Zimmer again: “Now, in my late years, when I can conjure that brief, surreal period of my youth, I try in vain to make some sense of it. And in some ways, it has become my responsibility to, at least, recollect and tell how that great flash and blast permanently reached into my very young mind and heart. How those enormous sounds deadened my ears and still ring in them to this day. How the crush of shock waves sometimes buried us alive in our trenches. I feel it my duty to tell the reckless absurdity of it all.
“We keep threatening to unleash these bombs, so I suspect that, one day, we will. Most of us have forgotten what we are capable of. I have not.”
Ira Glass came back on the radio, saying that was “John Conlee, reading an essay by Paul Zimmer. A version of this essay was first published in The Georgia Review. Paul Zimmer died in 2019. He was 85. Over his life, he had health problems that he and his family believe were related to his radiation exposure.”

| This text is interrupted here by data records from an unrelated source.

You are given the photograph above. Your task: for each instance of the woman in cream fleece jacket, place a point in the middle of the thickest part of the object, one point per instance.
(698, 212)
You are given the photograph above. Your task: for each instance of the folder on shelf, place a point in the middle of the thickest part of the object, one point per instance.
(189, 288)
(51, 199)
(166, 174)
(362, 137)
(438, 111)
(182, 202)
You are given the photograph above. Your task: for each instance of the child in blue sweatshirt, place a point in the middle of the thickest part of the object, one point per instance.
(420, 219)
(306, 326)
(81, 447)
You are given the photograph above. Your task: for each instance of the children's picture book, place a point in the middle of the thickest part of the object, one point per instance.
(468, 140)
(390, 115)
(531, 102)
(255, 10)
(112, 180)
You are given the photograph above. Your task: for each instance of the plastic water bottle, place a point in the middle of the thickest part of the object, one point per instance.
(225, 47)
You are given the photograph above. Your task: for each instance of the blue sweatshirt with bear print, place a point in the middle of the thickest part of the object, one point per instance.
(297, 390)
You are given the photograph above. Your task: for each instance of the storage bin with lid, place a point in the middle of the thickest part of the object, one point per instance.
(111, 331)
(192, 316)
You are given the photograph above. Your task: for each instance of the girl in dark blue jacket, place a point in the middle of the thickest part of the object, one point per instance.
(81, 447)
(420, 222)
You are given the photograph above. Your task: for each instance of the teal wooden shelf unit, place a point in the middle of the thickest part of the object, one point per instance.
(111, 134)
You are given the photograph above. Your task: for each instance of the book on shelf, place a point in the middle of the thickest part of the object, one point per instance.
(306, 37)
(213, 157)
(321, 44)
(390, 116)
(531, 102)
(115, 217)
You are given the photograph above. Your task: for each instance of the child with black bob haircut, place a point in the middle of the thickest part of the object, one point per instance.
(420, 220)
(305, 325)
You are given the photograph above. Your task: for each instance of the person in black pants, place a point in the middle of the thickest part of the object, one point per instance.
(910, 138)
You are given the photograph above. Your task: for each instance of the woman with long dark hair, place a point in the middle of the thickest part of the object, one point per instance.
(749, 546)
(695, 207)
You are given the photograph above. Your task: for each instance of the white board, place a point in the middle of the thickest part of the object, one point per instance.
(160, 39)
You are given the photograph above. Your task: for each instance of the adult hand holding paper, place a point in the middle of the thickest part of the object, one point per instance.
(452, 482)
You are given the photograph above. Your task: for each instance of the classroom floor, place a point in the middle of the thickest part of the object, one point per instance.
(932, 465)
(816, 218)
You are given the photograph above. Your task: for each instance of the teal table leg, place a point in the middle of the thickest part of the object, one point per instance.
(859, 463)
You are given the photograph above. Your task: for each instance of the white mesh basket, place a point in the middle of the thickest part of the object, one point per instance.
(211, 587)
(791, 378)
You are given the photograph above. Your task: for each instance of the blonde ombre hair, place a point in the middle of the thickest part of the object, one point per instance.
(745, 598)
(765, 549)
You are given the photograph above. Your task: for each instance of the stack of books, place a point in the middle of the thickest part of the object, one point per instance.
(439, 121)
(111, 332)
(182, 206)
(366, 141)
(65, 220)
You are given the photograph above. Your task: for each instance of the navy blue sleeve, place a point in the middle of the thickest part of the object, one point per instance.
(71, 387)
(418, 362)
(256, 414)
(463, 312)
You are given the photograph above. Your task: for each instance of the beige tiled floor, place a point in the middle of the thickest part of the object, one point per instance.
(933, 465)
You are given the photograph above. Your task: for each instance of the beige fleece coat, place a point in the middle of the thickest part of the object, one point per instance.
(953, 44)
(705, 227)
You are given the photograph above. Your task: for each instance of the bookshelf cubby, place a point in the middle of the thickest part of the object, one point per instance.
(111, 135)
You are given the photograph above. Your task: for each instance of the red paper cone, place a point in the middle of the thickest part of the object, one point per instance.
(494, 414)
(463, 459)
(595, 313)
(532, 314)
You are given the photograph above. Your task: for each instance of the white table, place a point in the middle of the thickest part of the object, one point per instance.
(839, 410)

Music rose to close the program in classic This American Life manner, Mikky Ekko singing, “Oh, into the fire, we go again. We go again. We shake it off before we get too old.”
The total yield of all nuclear tests conducted between 1945 and 1980 was estimated at 510 megatons. Above-ground tests alone accounted for 428 megatons, equivalent to over 29,000 Hiroshima-size bombs.
One can barely imagine the environmental ruin at what’s now called the Nevada National Security Site, but you’ll find an upbeat reading of its usefulness today on the website of the outfit running counterterrorism training, sponsored by the Department of Homeland Security, that conducts “the most realistic performance-based radiological/nuclear WMD counterterrorism training possible… using radioactive materials and contaminated environments. The rich nuclear testing history of the NNSS offers dynamic training opportunities today.”
I heard my father were saying, “We never called it a bomb; we called it ‘the device,’” but his face said something too: I’m self-conscious telling you this because I know what I’m saying. I didn’t fully understand then, but I do now. Hearing his words was something that I was totally unprepared for. Though, I think maybe nobody could be prepared for this.